Here’s what happened: The employee’s manager met with her on a Friday and informed her that her performance was not acceptable, even after several earlier warnings to improve.  The manager told the employee to go home early and return to work first thing Monday to meet with the manager and the manager’s supervisor.  The supervisor, manager, and employee met as planned on Monday and the employee was terminated.  Later that day, however, our IT folks reviewed her account and determined she had accessed her email dozens of times on Saturday and Sunday – there are no “sent messages” in her account, so we figure that she was printing off e-mail and maybe contacts because she saw the writing on the wall about the Monday meeting.

Our policies allow employees to access email from home – but we can’t think of any reason why she would have done so over this weekend and IT said she hadn’t logged in from home for at least six months. Needless to say, the timing is very suspicious, and we’re thinking about suing to find out what she did when she logged in.  Can we?

Answer: How’s this for a flip answer: Anyone can sue.  The tougher question is whether the suit is worth the time and expense necessary given the likely results.  A recent federal court decision from Florida highlights a federal statute that employers sometimes use in these cases, but also how fact-specific the cases tend to be.

In Allied Portables, LLC v. Youmans, the owners of the company, Allied Portables, had a severe falling out.  As a result, one of the owners, Ms. Youmans, was fired from her position as manager of the company’s day-to-day operations.  That happened on August 29, 2014, which was the Friday before Labor Day.  On the following Wednesday, after the holiday weekend, the other owner removed Ms. Youmans from her position as the leader of the ownership group.  The company later determined – and Ms. Youmans admitted – that she had accessed company email over the Labor Day weekend and downloaded emails onto her laptop computer.  The company sued Ms. Youmans, accusing her of violating a federal anti-hacker law (called the Stored Communications Act, or “SCA”) by accessing these emails without authorization.
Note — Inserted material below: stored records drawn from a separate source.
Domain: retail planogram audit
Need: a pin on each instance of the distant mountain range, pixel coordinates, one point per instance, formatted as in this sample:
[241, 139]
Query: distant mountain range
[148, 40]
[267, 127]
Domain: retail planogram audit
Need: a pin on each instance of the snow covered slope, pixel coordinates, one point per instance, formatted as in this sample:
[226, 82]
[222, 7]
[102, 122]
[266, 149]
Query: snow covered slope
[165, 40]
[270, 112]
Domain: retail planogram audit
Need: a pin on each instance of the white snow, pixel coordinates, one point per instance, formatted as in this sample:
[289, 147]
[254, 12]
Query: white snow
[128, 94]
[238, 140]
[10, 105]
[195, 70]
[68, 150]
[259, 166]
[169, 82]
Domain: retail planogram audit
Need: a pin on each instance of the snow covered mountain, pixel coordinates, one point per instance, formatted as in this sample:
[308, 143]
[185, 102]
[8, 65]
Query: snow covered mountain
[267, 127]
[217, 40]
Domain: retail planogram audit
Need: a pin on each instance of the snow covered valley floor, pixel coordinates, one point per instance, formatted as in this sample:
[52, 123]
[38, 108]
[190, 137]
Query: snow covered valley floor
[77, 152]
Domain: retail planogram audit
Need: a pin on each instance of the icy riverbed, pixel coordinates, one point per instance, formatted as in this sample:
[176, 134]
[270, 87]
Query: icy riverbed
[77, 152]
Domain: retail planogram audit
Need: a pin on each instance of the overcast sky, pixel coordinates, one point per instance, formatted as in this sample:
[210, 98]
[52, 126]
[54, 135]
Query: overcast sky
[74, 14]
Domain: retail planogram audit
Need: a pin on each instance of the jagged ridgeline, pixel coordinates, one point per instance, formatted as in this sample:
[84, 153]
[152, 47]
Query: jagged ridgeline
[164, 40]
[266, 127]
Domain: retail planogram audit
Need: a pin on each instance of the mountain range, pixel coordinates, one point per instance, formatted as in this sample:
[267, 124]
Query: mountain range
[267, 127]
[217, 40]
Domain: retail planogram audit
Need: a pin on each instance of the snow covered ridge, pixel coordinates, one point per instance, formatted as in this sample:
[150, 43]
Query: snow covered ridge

The company sought a preliminary injunction against Ms. Youmans – a request the court rejected. The court decided that because Ms. Youmans was still the leader of the company’s ownership group on August 30, she “could plausibly be an authorized user” of its email on that date, even though she was fired from her day-to-day operations role a day earlier.  Because Ms. Youmans only accessed emails that had been addressed to her, the court concluded it was unlikely the company would win its claim against her and declined to issue an injunction.  The court’s discussion made it clear that an SCA claim is suited for situations in which a person intentionally accesses an electronic system and obtains access to an electronic communication without authorization – with the exception that the SCA does not apply to authorized users accessing messages intended for themselves.

The court in Allied Portables also evaluated claims that Ms. Youmans violated the federal Computer Fraud and Abuse Act, misappropriated trade secrets, wrongfully interfered with business relationships, and breached her fiduciary duties and concluded the facts did not warrant an injunction against Ms. Youmans with regard to those claims, either.

The Allied Portables case underscores the importance of knowing what documents or information might be in the hands of your former employee.  In Allied Portables, for example, the ousted owner kept a detailed report that included information on the pricing, customers, and business practices of the company.  The court concluded that the information likely constituted trade secrets under Florida law – but because it was more than a year old, the ousted owner’s possession of it didn’t pose a substantial threat of irreparable injury and so an injunction wasn’t warranted.

DISCLAIMER: Because of the generality of this update, the information provided herein may not be applicable in all situations and should not be acted upon without specific legal advice based on particular situations.